Grist features a running debate between Amory Lovins and commenters on his post, "Stewart Brand’s nuclear enthusiasm falls short on facts and logic." (Brand's talk on his new book Whole Earth Discipline is well worth a listen at the Long Now website.)

One of Lovins' arguments that caught my attention was his discussion of the "baseload myth," which asserts that solar or wind are too intermittent to provide reliable baseload electricity.

From Lovins' paper "Four Nuclear Myths" (pdf):

The manifest need for some amount of steady, reliable power is met by generating plants collectively, not individually. That is, reliability is a statistical attribute of all the plants on the grid combined. If steady 24/7 operation or operation at any desired moment were instead a required capability of each individual power plant, then the grid couldn’t meet modern needs, because no kind of power plant is perfectly reliable. For example, in the U.S. during 2003–07, coal capacity was shut down an average of 12.3% of the time (4.2% without warning); nuclear, 10.6% (2.5%); gas-fired, 11.8% (2.8%). Worldwide through 2008, nuclear units were unexpectedly unable to produce 6.4% of their energy output. This inherent intermittency of nuclear and fossil-fueled power plants requires many different plants to back each other up through the grid. This has been utility operators’ strategy for reliable supply throughout the industry’s history.

Modern solar and wind power are more technically reliable than coal and nuclear plants; their technical failure rates are typically around 1–2%. However, they are also variable resources because their output depends on local weather, forecastable days in advance with fair accuracy and an hour ahead with impressive precision. But their inherent variability can be managed by proper resource choice, siting, and operation. Weather affects different renewable resources differently; for example, storms are good for small hydro and often for windpower, while flat calm weather is bad for them but good for solar power. Weather is also different in different places: across a few hundred miles, windpower is scarcely correlated, so weather risks can be diversified. A Stanford study found that properly interconnecting at least ten windfarms can enable an average of one-third of their output to provide firm baseload power (pdf). Similarly, within each of the three power pools from Texas to the Canadian border, combining uncorrelated windfarm sites can reduce required wind capacity by more than half for the same firm output, thereby yielding fewer needed turbines, far fewer zero-output hours, and easier integration (pdf).

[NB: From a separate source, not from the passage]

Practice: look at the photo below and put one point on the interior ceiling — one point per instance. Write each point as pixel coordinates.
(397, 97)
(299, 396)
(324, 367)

A broader assessment of reliability tends not to favor nuclear power. Of all 132 U.S. nuclear plants built—just over half of the 253 originally ordered—21% were permanently and prematurely closed due to reliability or cost problems. Another 27% have completely failed for a year or more at least once. The surviving U.S. nuclear plants have lately averaged ~90% of their full-load full-time potential—a major improvement for which the industry deserves much credit—but they are still not fully dependable. Even reliably-running nuclear plants must shut down, on average, for ~39 days every ~17 months for refueling and maintenance. Unexpected failures occur too, shutting down upwards of a billion watts in milliseconds, often for weeks to months. Solar cells and windpower don’t fail so ungracefully. ...

To cope with nuclear or fossil-fueled plants’ large-scale intermittency, utilities must install a ~15–20% “reserve margin” of extra capacity, some of which must be continuously fueled, spinning ready for instant use. This is as much a cost of “firming and integration” as is the corresponding cost for firming and integrating windpower or photovoltaic power so it’s dispatchable at any time. Such costs should be properly counted and compared for all generating resources. Such a comparison generally favors a diversified portfolio of many small units that fail at different times, for different reasons, and probably only a few at a time: diversity provides reliability even if individual units are not so dependable.